Reducing the entropy too early causes loss of information that more advanced filters might catch. Google can figure out from the semantic context that I mean “Woodman’s” rather than “Woodstock.” My car reduces entropy too soon, and gives up on the first pass. In focusing too heavily on ensuring Shannon’s technical transmission accuracy (no typos!), it misses the lower layers in his system and discards too much information to figure out what I really mean.
And so, the question for information design is this: how do you keep the entropy and the full, glorious complexity of the system, while still maintaining our ability to separate the signal that we care about from all the background “noise”? (Which is really just all the other signals that we don’t care about right now, but might want later.)

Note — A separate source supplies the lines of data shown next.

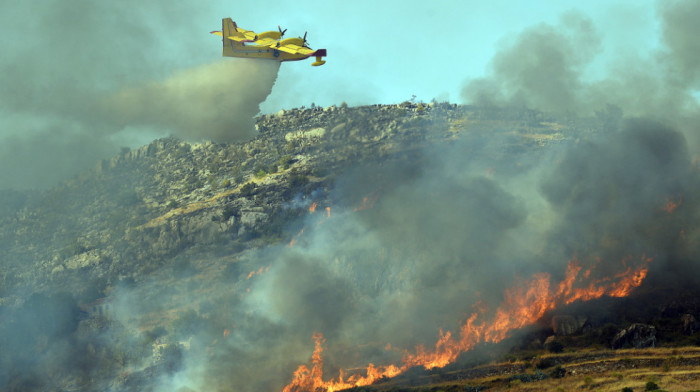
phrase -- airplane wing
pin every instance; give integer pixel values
(241, 36)
(244, 35)
(295, 49)
(266, 42)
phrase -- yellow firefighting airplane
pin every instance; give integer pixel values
(267, 45)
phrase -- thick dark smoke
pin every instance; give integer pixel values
(543, 68)
(82, 79)
(444, 233)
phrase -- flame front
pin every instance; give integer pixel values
(523, 304)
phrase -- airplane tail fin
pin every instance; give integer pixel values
(319, 57)
(229, 29)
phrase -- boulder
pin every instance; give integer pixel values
(690, 324)
(636, 335)
(567, 325)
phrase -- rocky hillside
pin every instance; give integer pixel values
(159, 200)
(134, 275)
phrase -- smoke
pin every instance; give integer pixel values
(546, 67)
(448, 229)
(213, 102)
(83, 79)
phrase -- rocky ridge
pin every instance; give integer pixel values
(160, 199)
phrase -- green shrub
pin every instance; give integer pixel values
(247, 190)
(285, 161)
(298, 180)
(555, 347)
(558, 372)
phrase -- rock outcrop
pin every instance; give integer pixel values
(636, 336)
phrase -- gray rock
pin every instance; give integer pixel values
(690, 324)
(567, 325)
(636, 335)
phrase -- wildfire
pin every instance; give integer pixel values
(523, 304)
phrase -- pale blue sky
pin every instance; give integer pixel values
(386, 51)
(64, 59)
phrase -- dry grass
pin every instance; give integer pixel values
(672, 369)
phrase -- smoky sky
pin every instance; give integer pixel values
(82, 79)
(444, 234)
(545, 68)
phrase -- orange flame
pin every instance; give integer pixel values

I don’t know the answer to that, but adjustable entropy at the viewing level seems to be key. You have to simplify the protein structure (by reducing entropy) in order to know what you’re looking for when you start to study the protein behavior in biological systems. Reduction of entropy is a natural and necessary step in progressing toward a working model of a complex system. Without simplifying, you can’t identify the behaviors to study in the more complicated system. But it is only a step: as with choruses and proteins, measuring how an individual functions in a rigid system tells you very little about its behavior in “the real world.”
It is only by transitioning between different values of entropy for a system that we can understand both the complexity and the broader trends. Figuring out how to do that seems to me to be the future of information design, and of science.